Attention:
The frontline support team will be slow on the forum because we are occupied with the GATK Workshop on March 21st and 22nd 2019. We will be back and more available to answer questions on the forum on March 25th 2019.

GATK v4.1.0.0 ValidateVariants, gVCF mode, error; non in v4.0.11.0

manolismanolis Member ✭✭
edited February 13 in Ask the GATK team

GATK v4.0.11.0 & v4.1.0.0, linux server, bash

Hi,

I was running the following codes

${GATK4} --java-options '-Xmx10g -XX:GCTimeLimit=50 -XX:GCHeapFreeLimit=10 -XX:ConcGCThreads=1 -XX:ParallelGCThreads=2' HaplotypeCaller -R /shared/resources/hgRef/hg38/Homo_sapiens_assembly38.fasta -I /home/manolis/GATK4/2.BQSR/bqsr_PROVA/WES_16-1239_bqsr.bam -O "PROVA_${version}.g.vcf.gz" -L /home/manolis/GATK4/DB/hg38_SureSelectV6noUTR_S07604514_HC_1-22_XY.intervals -ip 100 -ERC GVCF --max-alternate-alleles 3 -ploidy 2 -A StrandBiasBySample --tmp-dir /home/manolis/GATK4/tmp/

${GATK4} --java-options '-Xmx10g -XX:GCTimeLimit=50 -XX:GCHeapFreeLimit=10 -XX:ConcGCThreads=1 -XX:ParallelGCThreads=2' ValidateVariants -R /shared/resources/hgRef/hg38/Homo_sapiens_assembly38.fasta -V "PROVA_${version}.g.vcf.gz" -L/home/manolis/GATK4/DB/hg38_SureSelectV6noUTR_S07604514_HC_1-22_XY.intervals -ip 100 -gvcf -Xtype ALLELES --tmp-dir /home/manolis/GATK4/tmp/

and I created the following files:

HaplotypeCaller v4.0.11.0 -> output "PROVA_v40110.g.vcf.gz"
HaplotypeCaller v4.1.0.0 -> output "PROVA_v4100.g.vcf.gz"

When I'm going to validate them I have the following results:

1) ValidateVariants v4.0.11.0 -> input "PROVA_v40110.g.vcf.gz" ........ Everything OK !!!

2) ValidateVariants v4.0.11.0 -> input "PROVA_v4100.g.vcf.gz" ........ Everything OK !!!

3) ValidateVariants v4.1.0.0 -> input "PROVA_v4100.g.vcf.gz" ........ ERROR !!!

***********************************************************************
A USER ERROR has occurred: In a GVCF all records must ordered.
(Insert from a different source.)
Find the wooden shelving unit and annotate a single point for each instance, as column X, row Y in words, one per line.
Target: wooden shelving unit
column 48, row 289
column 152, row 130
Record: [VC Unknown @ chr2:41350-41765 Q. of type=SYMBOLIC alleles=[A*, <NON_REF>] attr={END=41765} filters= covers a position previously traversed.
***********************************************************************

4) ValidateVariants v4.1.0.0 -> input "PROVA_v40110.g.vcf.gz" ........ ERROR !!!

***********************************************************************
A USER ERROR has occurred: In a GVCF all records must ordered. Record: [VC Unknown @ chr2:41350-41765 Q. of type=SYMBOLIC alleles=[A*, <NON_REF>] attr={END=41765} filters= covers a position previously traversed.
***********************************************************************

If I create a vcf.gz file with HaplotypeCaller v4.1.0.0 (standard mode, NO gVCF ) and I'm going to validate it with ValidateVariants v4.1.0.0 I do not have any error!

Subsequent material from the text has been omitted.